What do foreign diplomats really think of Trump?

You may recall an episode last summer when Trump casually tweeted a threat to use military force in Venezuela for some unspecified reason to achieve unspecified goals, but that was apparently more than just a tweet.

Politico reports that Trump discussed his hypothetical invasion of Venezuela during a meeting with leaders from Argentina, Brazil, Colombia and Panama.

After the photo op was over and the cameras had left the room, Trump dominated the long table. His vice president, Mike Pence, was to his right; Pence had just spent nearly a week on a conciliatory, well-received tour of the region, the first by a high-ranking administration official since Trump’s inauguration. To Trump’s left was his secretary of state, Rex Tillerson. “Rex tells me you don’t want me to use the military option in Venezuela,” the president told the gathered Latin American leaders, according to an account offered by an attendee soon after the dinner. “Is that right? Are you sure?” Everyone said they were sure. But they were rattled. War with Venezuela, as absurd as that seemed, was clearly still on Trump’s mind.

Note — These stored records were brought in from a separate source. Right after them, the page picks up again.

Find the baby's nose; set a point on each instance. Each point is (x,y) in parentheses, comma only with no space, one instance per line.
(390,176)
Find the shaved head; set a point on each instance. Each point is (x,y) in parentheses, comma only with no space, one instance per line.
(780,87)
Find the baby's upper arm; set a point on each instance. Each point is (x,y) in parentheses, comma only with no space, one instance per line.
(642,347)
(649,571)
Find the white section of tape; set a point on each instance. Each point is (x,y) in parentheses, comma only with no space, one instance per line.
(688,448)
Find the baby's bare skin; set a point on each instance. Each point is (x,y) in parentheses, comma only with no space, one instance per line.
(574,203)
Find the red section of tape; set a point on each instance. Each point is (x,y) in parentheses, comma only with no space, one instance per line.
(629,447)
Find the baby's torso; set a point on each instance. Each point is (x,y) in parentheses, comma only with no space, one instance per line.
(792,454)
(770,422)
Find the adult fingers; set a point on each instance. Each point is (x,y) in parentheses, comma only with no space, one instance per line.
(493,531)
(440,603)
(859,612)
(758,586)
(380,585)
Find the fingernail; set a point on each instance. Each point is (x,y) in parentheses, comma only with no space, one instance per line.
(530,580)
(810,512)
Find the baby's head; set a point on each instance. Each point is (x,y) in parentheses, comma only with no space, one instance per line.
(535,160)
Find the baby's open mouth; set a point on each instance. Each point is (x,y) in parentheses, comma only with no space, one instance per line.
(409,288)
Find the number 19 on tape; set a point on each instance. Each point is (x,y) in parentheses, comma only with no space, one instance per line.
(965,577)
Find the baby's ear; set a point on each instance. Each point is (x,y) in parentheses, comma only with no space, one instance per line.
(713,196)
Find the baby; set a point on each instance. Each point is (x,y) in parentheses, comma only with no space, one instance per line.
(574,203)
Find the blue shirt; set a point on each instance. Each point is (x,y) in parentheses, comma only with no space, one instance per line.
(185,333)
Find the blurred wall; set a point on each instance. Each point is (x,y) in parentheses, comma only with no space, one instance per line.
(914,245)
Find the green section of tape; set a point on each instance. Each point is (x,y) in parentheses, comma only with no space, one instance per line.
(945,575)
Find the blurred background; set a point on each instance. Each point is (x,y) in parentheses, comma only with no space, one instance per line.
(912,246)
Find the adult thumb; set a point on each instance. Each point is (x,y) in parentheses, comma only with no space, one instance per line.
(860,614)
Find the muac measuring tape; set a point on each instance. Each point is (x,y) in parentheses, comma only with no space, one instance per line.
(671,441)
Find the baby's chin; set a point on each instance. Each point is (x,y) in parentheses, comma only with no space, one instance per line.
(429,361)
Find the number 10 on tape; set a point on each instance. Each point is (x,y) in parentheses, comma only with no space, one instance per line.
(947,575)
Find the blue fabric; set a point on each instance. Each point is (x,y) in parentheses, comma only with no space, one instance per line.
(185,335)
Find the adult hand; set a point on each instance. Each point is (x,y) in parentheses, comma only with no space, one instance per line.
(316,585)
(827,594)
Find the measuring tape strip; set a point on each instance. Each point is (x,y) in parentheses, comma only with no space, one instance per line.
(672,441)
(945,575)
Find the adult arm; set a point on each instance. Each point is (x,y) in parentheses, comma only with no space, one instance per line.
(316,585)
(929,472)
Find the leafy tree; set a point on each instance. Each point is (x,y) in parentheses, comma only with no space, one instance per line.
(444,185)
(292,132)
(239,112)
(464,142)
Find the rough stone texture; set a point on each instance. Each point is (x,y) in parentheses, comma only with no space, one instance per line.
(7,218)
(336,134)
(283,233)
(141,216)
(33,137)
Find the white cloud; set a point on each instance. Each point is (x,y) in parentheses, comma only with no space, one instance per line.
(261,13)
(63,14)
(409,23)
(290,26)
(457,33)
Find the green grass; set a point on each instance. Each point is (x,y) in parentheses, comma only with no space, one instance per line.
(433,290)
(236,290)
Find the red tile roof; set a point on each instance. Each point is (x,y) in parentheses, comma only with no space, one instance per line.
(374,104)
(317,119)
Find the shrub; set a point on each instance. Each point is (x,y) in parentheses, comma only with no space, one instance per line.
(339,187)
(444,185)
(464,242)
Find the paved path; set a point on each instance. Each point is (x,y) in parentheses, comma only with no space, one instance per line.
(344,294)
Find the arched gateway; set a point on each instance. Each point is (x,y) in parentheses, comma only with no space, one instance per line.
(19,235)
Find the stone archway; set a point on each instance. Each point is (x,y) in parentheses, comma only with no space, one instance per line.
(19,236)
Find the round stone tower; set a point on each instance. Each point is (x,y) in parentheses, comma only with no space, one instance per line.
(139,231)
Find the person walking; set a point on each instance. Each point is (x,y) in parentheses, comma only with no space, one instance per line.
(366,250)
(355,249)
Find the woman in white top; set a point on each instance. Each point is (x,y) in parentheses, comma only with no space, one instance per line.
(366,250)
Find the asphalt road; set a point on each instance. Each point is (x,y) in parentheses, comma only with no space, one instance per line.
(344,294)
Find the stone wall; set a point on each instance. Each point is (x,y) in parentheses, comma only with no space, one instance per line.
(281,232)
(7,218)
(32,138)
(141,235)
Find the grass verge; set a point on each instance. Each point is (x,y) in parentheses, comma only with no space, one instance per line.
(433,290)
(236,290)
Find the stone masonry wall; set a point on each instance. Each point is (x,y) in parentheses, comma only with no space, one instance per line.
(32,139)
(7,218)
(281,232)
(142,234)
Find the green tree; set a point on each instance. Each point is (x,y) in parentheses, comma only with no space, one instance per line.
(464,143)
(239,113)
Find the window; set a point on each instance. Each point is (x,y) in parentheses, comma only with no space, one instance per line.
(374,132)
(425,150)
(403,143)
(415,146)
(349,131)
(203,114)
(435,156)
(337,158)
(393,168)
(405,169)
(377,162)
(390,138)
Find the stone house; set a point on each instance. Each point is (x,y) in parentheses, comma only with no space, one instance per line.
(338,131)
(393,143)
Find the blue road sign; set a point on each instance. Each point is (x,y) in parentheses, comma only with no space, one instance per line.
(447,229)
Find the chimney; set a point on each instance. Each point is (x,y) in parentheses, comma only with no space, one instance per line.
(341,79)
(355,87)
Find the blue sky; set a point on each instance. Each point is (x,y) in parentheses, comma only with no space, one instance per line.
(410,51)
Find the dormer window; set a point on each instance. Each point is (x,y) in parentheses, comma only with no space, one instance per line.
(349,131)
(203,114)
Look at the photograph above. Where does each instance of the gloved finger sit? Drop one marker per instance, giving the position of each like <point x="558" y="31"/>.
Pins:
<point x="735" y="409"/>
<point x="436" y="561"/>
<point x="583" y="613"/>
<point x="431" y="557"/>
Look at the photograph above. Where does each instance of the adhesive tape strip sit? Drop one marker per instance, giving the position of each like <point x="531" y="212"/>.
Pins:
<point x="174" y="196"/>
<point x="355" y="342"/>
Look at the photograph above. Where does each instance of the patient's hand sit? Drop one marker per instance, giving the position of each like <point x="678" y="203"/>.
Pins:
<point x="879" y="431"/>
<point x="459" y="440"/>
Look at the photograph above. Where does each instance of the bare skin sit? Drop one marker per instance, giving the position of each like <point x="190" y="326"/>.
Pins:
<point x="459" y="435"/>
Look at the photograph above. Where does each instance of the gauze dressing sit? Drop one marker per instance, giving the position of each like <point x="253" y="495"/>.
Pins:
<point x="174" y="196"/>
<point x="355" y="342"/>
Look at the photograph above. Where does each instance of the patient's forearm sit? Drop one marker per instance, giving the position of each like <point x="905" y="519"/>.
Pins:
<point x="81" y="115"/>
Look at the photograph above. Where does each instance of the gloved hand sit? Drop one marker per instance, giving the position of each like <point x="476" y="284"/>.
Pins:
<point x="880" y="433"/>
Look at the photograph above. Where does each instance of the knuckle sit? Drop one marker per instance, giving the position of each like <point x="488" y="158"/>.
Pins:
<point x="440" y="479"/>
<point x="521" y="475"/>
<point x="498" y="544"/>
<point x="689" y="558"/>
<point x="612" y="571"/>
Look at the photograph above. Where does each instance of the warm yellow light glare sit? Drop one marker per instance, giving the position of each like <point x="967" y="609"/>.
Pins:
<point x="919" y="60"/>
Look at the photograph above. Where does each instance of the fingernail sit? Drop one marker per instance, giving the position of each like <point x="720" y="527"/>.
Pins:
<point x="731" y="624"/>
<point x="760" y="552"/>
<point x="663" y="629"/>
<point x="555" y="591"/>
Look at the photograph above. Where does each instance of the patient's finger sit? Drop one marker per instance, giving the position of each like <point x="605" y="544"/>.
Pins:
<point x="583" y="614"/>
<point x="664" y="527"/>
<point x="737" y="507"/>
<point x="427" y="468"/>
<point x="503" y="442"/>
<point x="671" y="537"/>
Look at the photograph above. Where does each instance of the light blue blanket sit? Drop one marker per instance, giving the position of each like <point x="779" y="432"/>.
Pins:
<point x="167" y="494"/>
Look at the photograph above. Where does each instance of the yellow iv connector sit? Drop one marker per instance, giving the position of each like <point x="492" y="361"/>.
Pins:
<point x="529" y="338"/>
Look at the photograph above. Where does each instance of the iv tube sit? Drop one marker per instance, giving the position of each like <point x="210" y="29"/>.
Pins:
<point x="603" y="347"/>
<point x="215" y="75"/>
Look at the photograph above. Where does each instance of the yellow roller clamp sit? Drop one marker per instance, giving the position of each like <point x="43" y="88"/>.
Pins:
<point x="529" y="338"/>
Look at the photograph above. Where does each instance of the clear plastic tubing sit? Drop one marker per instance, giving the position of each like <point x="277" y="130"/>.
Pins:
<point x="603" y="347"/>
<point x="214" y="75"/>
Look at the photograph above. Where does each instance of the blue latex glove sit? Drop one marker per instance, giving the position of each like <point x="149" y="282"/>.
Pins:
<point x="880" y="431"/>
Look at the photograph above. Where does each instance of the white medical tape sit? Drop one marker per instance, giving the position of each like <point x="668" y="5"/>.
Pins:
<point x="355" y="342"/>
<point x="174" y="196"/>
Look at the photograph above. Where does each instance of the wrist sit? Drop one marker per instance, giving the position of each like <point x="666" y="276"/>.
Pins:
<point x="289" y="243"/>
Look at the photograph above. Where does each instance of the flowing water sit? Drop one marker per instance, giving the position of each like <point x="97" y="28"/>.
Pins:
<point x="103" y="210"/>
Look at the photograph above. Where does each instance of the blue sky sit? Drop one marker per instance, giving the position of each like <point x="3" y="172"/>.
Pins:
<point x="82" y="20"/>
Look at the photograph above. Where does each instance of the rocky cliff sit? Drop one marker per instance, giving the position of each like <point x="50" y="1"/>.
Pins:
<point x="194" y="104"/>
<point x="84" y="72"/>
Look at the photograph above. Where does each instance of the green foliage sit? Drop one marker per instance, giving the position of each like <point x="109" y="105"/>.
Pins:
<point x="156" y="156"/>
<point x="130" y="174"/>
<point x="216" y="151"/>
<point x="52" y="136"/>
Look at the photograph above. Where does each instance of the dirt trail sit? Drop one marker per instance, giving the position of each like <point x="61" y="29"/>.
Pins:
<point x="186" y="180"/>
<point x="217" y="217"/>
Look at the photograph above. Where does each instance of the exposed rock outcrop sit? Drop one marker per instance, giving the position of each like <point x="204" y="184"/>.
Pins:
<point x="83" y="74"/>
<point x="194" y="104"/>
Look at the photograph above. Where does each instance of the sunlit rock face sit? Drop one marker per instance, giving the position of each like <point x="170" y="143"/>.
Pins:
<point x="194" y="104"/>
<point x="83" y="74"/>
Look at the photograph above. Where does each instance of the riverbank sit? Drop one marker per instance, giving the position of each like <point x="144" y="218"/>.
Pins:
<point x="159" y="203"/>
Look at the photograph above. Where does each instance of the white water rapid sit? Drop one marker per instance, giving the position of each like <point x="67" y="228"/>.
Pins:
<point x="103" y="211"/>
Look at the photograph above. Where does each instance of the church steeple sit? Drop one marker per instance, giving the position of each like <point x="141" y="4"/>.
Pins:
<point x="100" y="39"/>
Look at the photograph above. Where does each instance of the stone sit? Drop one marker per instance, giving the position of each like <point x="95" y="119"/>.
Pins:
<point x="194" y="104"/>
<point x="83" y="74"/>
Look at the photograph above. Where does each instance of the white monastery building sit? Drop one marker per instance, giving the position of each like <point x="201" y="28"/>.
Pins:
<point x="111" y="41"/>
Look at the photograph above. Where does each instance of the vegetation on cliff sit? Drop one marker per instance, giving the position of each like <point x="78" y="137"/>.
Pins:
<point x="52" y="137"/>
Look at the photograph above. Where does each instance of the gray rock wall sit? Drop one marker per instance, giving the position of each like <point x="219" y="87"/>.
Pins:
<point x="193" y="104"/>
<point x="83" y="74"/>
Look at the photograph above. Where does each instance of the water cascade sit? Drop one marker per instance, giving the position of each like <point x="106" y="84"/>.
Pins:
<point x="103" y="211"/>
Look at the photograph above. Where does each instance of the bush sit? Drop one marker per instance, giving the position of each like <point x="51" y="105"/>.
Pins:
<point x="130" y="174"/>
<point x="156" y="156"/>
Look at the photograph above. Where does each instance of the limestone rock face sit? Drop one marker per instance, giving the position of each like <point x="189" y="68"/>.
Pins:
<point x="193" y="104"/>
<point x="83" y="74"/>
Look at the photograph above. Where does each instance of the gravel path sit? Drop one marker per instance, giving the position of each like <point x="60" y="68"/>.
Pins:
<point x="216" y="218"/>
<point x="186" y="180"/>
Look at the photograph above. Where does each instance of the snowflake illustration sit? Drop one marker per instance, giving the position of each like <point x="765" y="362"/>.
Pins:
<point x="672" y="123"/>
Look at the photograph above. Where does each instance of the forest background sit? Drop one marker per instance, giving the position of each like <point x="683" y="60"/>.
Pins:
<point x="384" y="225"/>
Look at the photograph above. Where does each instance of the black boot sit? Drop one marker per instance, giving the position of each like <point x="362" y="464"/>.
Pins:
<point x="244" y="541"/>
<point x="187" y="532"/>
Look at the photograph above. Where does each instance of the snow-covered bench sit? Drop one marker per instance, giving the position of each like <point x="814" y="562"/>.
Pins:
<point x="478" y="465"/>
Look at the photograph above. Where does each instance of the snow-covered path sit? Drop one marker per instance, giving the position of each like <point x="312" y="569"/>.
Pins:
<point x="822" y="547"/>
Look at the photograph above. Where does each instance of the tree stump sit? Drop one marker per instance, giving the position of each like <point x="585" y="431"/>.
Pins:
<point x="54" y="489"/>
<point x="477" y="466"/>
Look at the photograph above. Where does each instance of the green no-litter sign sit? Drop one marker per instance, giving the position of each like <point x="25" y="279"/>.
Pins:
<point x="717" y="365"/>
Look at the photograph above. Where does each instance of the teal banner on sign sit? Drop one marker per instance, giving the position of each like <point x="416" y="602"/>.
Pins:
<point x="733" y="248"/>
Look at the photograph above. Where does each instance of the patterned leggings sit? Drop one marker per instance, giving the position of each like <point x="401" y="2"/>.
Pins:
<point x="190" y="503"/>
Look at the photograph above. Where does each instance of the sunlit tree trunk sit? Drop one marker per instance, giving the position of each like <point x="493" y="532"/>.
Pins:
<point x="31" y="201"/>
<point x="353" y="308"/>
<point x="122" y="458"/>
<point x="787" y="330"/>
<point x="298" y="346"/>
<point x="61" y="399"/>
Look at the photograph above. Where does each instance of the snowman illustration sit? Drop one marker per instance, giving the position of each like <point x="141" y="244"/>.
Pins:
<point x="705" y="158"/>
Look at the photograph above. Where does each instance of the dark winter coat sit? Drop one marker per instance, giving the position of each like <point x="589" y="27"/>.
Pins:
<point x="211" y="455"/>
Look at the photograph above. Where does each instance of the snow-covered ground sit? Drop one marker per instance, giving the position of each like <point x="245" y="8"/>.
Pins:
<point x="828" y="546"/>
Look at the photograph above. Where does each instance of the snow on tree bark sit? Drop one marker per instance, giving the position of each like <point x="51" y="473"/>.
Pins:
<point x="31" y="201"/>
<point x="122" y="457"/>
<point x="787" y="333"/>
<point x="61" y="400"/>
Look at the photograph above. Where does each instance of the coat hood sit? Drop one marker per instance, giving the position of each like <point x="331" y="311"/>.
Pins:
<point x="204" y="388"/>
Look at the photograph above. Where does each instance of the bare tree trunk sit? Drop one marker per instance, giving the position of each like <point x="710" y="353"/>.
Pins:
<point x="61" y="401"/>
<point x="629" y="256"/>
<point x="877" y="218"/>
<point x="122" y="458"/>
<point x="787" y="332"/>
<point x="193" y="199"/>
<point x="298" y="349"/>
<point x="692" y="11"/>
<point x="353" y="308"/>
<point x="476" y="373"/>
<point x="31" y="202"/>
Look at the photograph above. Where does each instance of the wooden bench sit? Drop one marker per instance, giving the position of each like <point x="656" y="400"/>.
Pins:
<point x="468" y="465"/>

By the time the dinner was over, the leaders were in shock, and not just over the idle talk of armed conflict. No matter how prepared they were, eight months into an American presidency like no other, this was somehow not what they expected. A former senior U.S. official with whom I spoke was briefed by ministers from three of the four countries that attended the dinner. “Without fail, they just had wide eyes about the entire engagement,” the former official told me. Even if few took his martial bluster about Venezuela seriously, Trump struck them as uninformed about their issues and dangerously unpredictable, asking them to expend political capital on behalf of a U.S. that no longer seemed a reliable partner. “The word they all used was: ‘This guy is insane.’”

It's possible John Carpenter may have been a prophet. In the world he created in Escape from New York and Escape from LA, America is at war with a coalition of Central and South American countries that claim to be liberating America.

I expect Trump, or characters directly based on Trump, will emerge as villains in a great deal of upcoming fiction. Or perhaps non-fiction.

How could he not when he's using nuclear weapons to talk about his dick?